I have concluded something about a class of functions but need mathematical assurance i.e. supporting theorem perhaps.
Suppose $(x_1, x_2, \cdots, x_{i-1},x_i,x_{i+1},\cdots,x_n) \in \mathcal{R^n_{++}}$.
$h_1(x_2,x_3,\cdots,x_n), h_2(x_1,x_3,\cdots,x_n), h_i(x_{-i}) \in \mathcal{R}$ where $x_{-i}= (x_1,x_2,\cdots,x_{i-1}, x_{i+1},\cdots,x_n) $ It is known that $x_1 \geq x_2 \geq \cdots \geq x_n$ and $h_{i+1}(x_{-(i+1)}) \geq h_{i}(x_{-i}) $ always. When $x_i = x_{i+1}, x_{-i}=(x_1,x_2,\cdots,x_{i-1}, x_{i+1},\cdots,x_n) =x_{-(i+1)}$. The vectors are identical in that case. This leads to $h_{i+1}(x_{-(i+1)}) = h_{i}(x_{-i})$.
Now suppose $h_i(x_{-i})$ is a linear polynomial like: $h_1(x_2,x_3,\cdots,x_n)= a_{12}x_2 + a_{13}x_3 + \cdots + a_{1n}x_n$.

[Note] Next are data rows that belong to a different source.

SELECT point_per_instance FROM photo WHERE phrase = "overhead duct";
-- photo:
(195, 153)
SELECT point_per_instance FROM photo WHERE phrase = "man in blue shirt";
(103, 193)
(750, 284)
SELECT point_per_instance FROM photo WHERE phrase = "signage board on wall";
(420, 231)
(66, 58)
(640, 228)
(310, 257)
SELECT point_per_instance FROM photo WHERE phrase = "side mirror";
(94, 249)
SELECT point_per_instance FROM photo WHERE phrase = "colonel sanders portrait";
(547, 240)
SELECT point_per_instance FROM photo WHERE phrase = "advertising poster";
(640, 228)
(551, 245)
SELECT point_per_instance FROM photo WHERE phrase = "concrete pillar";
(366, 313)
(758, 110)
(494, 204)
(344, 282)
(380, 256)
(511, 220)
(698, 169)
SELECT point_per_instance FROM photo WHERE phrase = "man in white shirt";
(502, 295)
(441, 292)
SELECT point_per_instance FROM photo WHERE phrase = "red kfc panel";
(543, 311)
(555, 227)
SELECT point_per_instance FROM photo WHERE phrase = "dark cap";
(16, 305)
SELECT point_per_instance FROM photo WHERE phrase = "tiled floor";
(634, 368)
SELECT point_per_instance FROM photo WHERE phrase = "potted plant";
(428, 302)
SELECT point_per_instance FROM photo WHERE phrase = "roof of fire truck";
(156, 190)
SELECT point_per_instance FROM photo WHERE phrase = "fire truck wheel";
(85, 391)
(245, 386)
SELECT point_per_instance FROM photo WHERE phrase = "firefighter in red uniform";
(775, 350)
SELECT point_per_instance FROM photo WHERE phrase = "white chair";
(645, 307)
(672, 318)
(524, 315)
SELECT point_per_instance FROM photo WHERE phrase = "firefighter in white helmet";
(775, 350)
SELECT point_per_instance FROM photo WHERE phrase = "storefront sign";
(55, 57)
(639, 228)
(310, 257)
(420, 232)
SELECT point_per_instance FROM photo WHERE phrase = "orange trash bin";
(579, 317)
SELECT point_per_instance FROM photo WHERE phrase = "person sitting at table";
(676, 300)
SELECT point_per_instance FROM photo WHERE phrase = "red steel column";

Then: $h_{i+1}(x_{-(i+1)}) \geq h_{i}(x_{-i}) \implies a_{(i+1)i}x_i- a_{i(i+1)x_i+1} +\sum_{k \neq i,i+1} [a_{(i+1)k} - a_{ik}]x_k \geq 0$. and $\forall k \neq i,i+1$ and $\forall x_k \in \mathcal {R_{++}}$ whenever $x_i=x_{i+1}$, $ a_{(i+1)i}x_i- a_{i(i+1)x_i+1} +\sum_{k \neq i,i+1} [a_{(i+1)k} - a_{ik}]x_k = 0$
Conclusion: $a_{ik}=a_{(i+1)k} \forall k \neq i, i+1$ and $a_{i(i+1)}=a_{(i+1)i}$
The $a_{ik}$ do not depend upon x_i for sure. Is the conclusion valid?